Welcome to our dedicated page for Zai Lab news (Ticker: ZLAB), a resource for investors and traders seeking the latest updates and insights on Zai Lab stock.
Zai Lab Limited (ZLAB) is a research-based, commercial-stage biopharmaceutical company based in China and the United States, with a focus on oncology, immunology, neuroscience, and infectious disease. The Zai Lab news feed on Stock Titan aggregates company announcements, clinical updates, regulatory milestones, and financial disclosures that the company releases through channels such as Business Wire and SEC filings.
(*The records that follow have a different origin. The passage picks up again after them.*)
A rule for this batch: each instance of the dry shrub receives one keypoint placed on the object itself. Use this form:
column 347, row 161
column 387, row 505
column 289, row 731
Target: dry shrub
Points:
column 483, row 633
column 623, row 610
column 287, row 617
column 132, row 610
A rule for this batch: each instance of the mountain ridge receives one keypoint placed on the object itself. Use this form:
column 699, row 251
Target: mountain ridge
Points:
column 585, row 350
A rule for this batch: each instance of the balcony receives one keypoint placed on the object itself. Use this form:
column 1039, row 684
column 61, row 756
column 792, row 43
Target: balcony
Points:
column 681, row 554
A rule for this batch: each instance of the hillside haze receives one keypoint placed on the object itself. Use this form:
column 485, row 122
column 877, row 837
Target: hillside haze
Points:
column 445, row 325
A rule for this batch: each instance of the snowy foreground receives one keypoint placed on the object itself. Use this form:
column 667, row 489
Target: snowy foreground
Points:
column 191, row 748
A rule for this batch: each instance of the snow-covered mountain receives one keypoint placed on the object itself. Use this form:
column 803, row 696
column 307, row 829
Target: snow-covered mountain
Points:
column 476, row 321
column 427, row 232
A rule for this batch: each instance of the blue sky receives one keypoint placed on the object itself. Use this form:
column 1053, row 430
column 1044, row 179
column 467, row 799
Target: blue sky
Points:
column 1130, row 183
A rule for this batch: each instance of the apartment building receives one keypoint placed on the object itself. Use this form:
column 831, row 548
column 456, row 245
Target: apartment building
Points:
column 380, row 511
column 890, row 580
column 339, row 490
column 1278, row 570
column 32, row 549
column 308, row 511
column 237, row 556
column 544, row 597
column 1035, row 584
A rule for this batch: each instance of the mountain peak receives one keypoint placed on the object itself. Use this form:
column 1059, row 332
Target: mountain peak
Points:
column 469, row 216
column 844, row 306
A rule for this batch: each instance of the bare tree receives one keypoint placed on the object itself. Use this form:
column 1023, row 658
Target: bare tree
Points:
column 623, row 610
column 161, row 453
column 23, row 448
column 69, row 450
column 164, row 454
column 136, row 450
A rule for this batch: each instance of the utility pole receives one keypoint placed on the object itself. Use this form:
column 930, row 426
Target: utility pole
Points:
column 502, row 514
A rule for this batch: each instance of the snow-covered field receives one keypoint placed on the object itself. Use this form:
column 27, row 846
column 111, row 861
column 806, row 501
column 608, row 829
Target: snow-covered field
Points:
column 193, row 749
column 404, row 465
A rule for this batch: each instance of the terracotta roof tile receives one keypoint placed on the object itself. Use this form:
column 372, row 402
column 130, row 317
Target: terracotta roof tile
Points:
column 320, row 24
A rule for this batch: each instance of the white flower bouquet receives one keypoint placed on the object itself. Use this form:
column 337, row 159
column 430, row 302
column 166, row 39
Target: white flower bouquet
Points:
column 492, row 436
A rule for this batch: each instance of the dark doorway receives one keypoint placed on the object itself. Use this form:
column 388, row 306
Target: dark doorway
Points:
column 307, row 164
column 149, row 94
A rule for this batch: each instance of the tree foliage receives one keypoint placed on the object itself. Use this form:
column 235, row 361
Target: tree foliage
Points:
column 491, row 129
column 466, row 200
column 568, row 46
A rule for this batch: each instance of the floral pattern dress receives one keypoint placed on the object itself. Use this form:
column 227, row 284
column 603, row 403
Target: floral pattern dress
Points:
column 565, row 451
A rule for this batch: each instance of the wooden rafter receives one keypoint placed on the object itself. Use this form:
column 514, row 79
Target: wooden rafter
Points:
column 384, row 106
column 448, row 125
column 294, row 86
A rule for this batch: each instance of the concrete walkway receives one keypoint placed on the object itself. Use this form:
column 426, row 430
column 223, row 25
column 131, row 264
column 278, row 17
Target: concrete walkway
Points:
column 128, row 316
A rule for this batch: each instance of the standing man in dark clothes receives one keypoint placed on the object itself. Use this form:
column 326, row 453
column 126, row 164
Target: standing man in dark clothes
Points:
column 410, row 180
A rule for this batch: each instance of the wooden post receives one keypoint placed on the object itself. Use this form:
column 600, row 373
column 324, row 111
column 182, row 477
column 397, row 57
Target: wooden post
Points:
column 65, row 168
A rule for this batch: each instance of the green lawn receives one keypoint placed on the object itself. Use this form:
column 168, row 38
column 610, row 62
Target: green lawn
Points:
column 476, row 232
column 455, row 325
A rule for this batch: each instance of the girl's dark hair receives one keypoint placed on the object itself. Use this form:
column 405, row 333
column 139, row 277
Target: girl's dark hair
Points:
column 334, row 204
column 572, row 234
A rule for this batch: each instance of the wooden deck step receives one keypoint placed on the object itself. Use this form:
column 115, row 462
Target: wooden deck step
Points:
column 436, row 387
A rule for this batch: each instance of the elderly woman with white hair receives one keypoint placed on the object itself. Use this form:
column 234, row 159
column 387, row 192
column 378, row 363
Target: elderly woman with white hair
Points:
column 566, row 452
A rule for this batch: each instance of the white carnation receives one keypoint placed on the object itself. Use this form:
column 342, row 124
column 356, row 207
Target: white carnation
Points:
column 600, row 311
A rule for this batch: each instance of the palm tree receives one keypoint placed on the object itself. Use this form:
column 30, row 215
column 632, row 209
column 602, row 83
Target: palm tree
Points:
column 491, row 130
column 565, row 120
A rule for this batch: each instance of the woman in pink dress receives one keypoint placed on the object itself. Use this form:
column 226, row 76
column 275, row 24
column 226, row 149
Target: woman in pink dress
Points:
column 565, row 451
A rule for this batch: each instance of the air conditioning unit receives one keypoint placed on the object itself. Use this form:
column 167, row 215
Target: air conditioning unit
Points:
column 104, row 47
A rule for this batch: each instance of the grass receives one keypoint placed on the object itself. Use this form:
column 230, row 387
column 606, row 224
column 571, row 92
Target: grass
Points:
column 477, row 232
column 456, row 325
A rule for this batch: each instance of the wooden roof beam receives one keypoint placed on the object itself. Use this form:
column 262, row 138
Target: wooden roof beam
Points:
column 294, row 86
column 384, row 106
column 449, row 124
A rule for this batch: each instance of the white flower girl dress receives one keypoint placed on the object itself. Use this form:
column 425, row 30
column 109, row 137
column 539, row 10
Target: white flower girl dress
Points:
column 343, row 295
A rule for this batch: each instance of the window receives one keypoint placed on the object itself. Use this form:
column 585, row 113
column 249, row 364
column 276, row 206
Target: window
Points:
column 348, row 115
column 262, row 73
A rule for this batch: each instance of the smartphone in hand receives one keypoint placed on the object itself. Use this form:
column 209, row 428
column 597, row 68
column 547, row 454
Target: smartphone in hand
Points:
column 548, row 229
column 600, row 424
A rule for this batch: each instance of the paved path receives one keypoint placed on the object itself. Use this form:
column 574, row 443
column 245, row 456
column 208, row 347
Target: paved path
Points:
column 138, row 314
Investors and followers of ZLAB stock can use this page to review news on Zai Lab’s global pipeline, including progress of assets like zocilurtatug pelitecan (zoci), a DLL3-targeted antibody-drug conjugate for extensive-stage small cell lung cancer and other neuroendocrine carcinomas, and ZL-1503, an IL-13/IL-31R bispecific antibody for atopic dermatitis. Updates on other oncology and immunology programs, such as ZL-6201, ZL-1222, and ZL-1311, also appear in company press releases.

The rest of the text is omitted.